Der sogenannte Schatz von Mari (auch „Schatz von Ur“) ist ein Depotfund, der im präsargonischen Tempelpalast von Mari gemacht wurde, der unter der südöstlichen Ecke des späteren Zimri-Lim-Palastes liegt.

Der Hortfund befand sich in einem perfekt erhaltenen schlichten Tongefäß. In diesem Gefäß fanden sich neben frühdynastischen Rollsiegeln auch ein sogenannter Anzu-Vogel aus Lapislazuli und Gold, weibliche Statuetten aus Kupfer und Elfenbein, eine längliche Perle mit der Inschrift Mesanepadas, eines Königs von Ur, sowie Karneolperlen mit eingeätzten Mustern[1], wie sie zu jener Zeit vermutlich in Städten der Indus-Kultur produziert wurden. Wegen dieser Inschrift nannte André Parrot den Fund „Schatz von Ur“.

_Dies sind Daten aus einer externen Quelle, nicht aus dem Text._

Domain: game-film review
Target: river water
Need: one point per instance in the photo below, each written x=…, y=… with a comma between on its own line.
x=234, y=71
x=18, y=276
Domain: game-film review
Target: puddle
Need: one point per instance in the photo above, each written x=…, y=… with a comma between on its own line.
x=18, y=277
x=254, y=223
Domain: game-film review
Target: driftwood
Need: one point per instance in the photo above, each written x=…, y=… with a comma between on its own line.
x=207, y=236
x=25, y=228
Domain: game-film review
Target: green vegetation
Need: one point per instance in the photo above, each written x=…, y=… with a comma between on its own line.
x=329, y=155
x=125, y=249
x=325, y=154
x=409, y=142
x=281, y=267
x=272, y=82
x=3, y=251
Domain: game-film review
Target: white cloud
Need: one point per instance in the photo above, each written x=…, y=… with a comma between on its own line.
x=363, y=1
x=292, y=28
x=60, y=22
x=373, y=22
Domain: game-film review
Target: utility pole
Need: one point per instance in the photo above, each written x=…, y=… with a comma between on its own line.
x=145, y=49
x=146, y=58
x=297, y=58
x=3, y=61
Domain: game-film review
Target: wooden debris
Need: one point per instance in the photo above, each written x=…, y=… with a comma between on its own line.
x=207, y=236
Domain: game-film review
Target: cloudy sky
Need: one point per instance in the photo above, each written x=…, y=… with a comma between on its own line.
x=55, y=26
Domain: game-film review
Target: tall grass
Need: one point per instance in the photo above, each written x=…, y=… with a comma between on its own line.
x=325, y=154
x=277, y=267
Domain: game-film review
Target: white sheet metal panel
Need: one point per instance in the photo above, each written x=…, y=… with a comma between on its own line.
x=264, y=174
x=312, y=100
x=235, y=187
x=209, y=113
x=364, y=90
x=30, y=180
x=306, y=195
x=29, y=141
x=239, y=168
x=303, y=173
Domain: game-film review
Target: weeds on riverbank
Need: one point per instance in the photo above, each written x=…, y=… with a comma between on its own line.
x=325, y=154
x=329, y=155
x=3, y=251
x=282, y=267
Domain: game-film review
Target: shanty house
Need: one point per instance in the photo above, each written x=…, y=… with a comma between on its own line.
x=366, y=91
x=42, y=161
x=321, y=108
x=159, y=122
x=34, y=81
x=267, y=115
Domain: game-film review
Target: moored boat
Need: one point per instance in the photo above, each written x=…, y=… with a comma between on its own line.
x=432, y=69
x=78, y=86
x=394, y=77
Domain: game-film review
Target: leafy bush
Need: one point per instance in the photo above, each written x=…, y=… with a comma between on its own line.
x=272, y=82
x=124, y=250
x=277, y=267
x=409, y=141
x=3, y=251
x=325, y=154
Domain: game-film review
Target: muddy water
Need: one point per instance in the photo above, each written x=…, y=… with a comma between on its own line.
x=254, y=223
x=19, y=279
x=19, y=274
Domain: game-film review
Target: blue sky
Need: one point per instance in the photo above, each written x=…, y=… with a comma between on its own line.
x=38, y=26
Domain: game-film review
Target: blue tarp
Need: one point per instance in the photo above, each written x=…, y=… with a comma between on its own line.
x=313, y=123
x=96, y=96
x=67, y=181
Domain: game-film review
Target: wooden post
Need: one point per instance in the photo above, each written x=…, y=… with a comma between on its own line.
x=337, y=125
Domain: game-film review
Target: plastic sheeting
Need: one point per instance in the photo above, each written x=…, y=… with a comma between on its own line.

Während der Philologe Georges Dossin annahm, dass der Hort als ein Geschenk des Mesanepada an den Herrscher Maris in die Stadt gelangte, interpretierte sein Kollege Wolfram von Soden die Objekte als eine Zusammenstellung von Objekten, die vom Herrscher Maris nach Ur übersandt werden sollten. Beide Ansichten müssen als veraltet betrachtet werden.

Einzelnachweise

  1. Gregory L. Possehl: Meluhha. 1996, S. 152–162.

Literatur

  • André Parrot, Georges Dossin: Mission archéologique de Mari. Band 4: Le "Trésor" d'Ur. Paul Geuthner, Paris 1968.
    • Rezension: Wolfram von Soden, Orientalistische Literaturzeitung 66, 1971, Sp. 141ff.
  • Anton Moortgat, Ursula Moortgat-Correns: Archäologische Bemerkungen zu Einem Schatzfund im vorsargonischen Palast in Mari. In: Iraq 36, 1974, S. 155–167.
  • Johannes Boese: Mesanepada und der Schatz von Mari. In: Zeitschrift für Assyriologie und vorderasiatische Archäologie 68, 1978, S. 6–33.
  • Jean-Claude Margueron: Mari and the Syro-Mesopotamian World. In: Joan Aruz (Hrsg.): Art of the First Cities. The Third Millennium B.C. from the Mediterranean to the Indus. Yale University Press, New Haven / London 2003, ISBN 0-300-09883-9, S. 139–147.
  • Gregory L. Possehl: Meluhha. In: Julian Reade (Hrsg.): The Indian Ocean In Antiquity. The British Museum / Kegan Paul International, London / New York NY 1996, ISBN 0-7103-0435-8, S. 133–208.